The History of the Royal Society of London, for the Improving of Natural Knowledge
Author: Thomas Sprat
Publisher:
Published: 1667
Total Pages: 470
ISBN-13:
DOWNLOAD EBOOKRead and Download eBook Full
Author: Thomas Sprat
Publisher:
Published: 1667
Total Pages: 470
ISBN-13:
DOWNLOAD EBOOKAuthor: Thomas Sprat
Publisher: Literary Licensing, LLC
Published: 2014-03-30
Total Pages: 462
ISBN-13: 9781498089647
DOWNLOAD EBOOKThis Is A New Release Of The Original 1667 Edition.
Author: Robert Hooke
Publisher: Good Press
Published: 2019-11-20
Total Pages: 369
ISBN-13:
DOWNLOAD EBOOK"Micrographia" by Robert Hooke. Published by Good Press. Good Press publishes a wide range of titles that encompasses every genre. From well-known classics & literary fiction and non-fiction to forgotten−or yet undiscovered gems−of world literature, we issue the books that need to be read. Each Good Press edition has been meticulously edited and formatted to boost readability for all e-readers and devices. Our goal is to produce eBooks that are user-friendly and accessible to everyone in a high-quality digital format.
Author: Thomas Sprat
Publisher:
Published: 1734
Total Pages: 470
ISBN-13:
DOWNLOAD EBOOKAuthor: Thomas Sprat
Publisher:
Published: 1702
Total Pages: 470
ISBN-13:
DOWNLOAD EBOOKAuthor: Henry Smith Williams
Publisher:
Published: 1910
Total Pages: 244
ISBN-13:
DOWNLOAD EBOOKAuthor: Thomas Sprat
Publisher:
Published: 1722
Total Pages: 474
ISBN-13:
DOWNLOAD EBOOKAuthor: Steven Shapin
Publisher: University of Chicago Press
Published: 2011-11-18
Total Pages: 516
ISBN-13: 022614884X
DOWNLOAD EBOOKHow do we come to trust our knowledge of the world? What are the means by which we distinguish true from false accounts? Why do we credit one observational statement over another?
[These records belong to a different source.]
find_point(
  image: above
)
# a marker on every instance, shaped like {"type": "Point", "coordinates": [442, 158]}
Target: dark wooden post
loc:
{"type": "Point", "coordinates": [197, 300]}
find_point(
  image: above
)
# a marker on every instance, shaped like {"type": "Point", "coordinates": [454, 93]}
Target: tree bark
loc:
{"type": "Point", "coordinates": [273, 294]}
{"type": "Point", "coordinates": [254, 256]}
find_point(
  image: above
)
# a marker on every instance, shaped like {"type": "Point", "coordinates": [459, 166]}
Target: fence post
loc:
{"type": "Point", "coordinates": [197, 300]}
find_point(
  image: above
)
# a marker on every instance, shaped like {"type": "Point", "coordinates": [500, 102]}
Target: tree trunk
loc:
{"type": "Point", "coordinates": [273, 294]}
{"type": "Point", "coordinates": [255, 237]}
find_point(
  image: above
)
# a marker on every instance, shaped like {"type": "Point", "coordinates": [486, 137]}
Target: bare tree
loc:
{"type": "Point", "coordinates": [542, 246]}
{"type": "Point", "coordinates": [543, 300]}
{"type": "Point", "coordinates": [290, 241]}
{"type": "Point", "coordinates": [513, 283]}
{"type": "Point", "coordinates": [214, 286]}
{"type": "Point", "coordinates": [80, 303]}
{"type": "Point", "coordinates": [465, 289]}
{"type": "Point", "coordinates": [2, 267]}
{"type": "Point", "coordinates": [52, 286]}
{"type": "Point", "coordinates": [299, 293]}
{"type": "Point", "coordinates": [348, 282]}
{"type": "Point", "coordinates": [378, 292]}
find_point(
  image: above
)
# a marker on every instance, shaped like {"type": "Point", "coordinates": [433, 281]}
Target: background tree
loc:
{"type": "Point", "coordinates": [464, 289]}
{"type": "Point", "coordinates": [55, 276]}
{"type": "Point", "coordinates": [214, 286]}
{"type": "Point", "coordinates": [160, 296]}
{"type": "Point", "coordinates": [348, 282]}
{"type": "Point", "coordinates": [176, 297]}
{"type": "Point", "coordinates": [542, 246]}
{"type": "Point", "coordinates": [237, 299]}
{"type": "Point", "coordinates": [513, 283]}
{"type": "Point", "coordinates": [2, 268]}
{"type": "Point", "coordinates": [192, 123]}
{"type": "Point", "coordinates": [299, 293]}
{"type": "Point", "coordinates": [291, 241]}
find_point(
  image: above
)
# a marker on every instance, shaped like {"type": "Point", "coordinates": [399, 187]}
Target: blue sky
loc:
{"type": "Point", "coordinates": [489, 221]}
In A Social History of Truth, Shapin engages these universal questions through an elegant recreation of a crucial period in the history of early modern science: the social world of gentlemen-philosophers in seventeenth-century England. Steven Shapin paints a vivid picture of the relations between gentlemanly culture and scientific practice. He argues that problems of credibility in science were practically solved through the codes and conventions of genteel conduct: trust, civility, honor, and integrity. These codes formed, and arguably still form, an important basis for securing reliable knowledge about the natural world. Shapin uses detailed historical narrative to argue about the establishment of factual knowledge both in science and in everyday practice. Accounts of the mores and manners of gentlemen-philosophers are used to illustrate Shapin's broad claim that trust is imperative for constituting every kind of knowledge. Knowledge-making is always a collective enterprise: people have to know whom to trust in order to know something about the natural world.
Author:
Publisher: BRILL
Published: 2017-11-01
Total Pages: 344
ISBN-13: 9004340645
DOWNLOAD EBOOKEmpire of the Senses brings together pathbreaking scholarship on the role the five senses played in early America. With perspectives from across the hemisphere, exploring individual senses and multi-sensory frameworks, the volume explores how sensory perception helped frame cultural encounters, colonial knowledge, and political relationships. From early French interpretations of intercultural touch, to English plans to restructure the scent of Jamaica, these essays elucidate different ways the expansion of rival European empires across the Americas involved a vast interconnected range of sensory experiences and practices. Empire of the Senses offers a new comparative perspective on the way European imperialism was constructed, operated, implemented and, sometimes, counteracted by rich and complex new sensory frameworks in the diverse contexts of early America. This book has been listed on the Books of Note section on the website of Sensory Studies, which is dedicated to highlighting the top books in sensory studies: www.sensorystudies.org/books-of-note
Author: Carey McIntosh
Publisher: BRILL
Published: 2020-05-18
Total Pages: 230
ISBN-13: 9004430636
DOWNLOAD EBOOKObsolete old words from seventeenth-century English villages reflect the realities of working-class life, exhausting labor, dirt, bizarre foods, magic, horses, outrageous sexism, feudal duties. New words, first appearing in print 1650–1800, reflect a middle-class culture very different from an earlier courtly culture, interested in money, coffee-houses, and self-fulfillment. The book contains chapters on pre-industrial and middle-class culture, the scientific revolution, and semantic change. They give strong evidence that new words and the new senses of old words played a key role in the British Enlightenment, its links with quantification and natural science, its tendencies towards reorganization and democracy, its redefinitions and revitalizations of women’s roles, social stereotypes, the public sphere, and the very concepts of individualism, sociability, and civilization itself.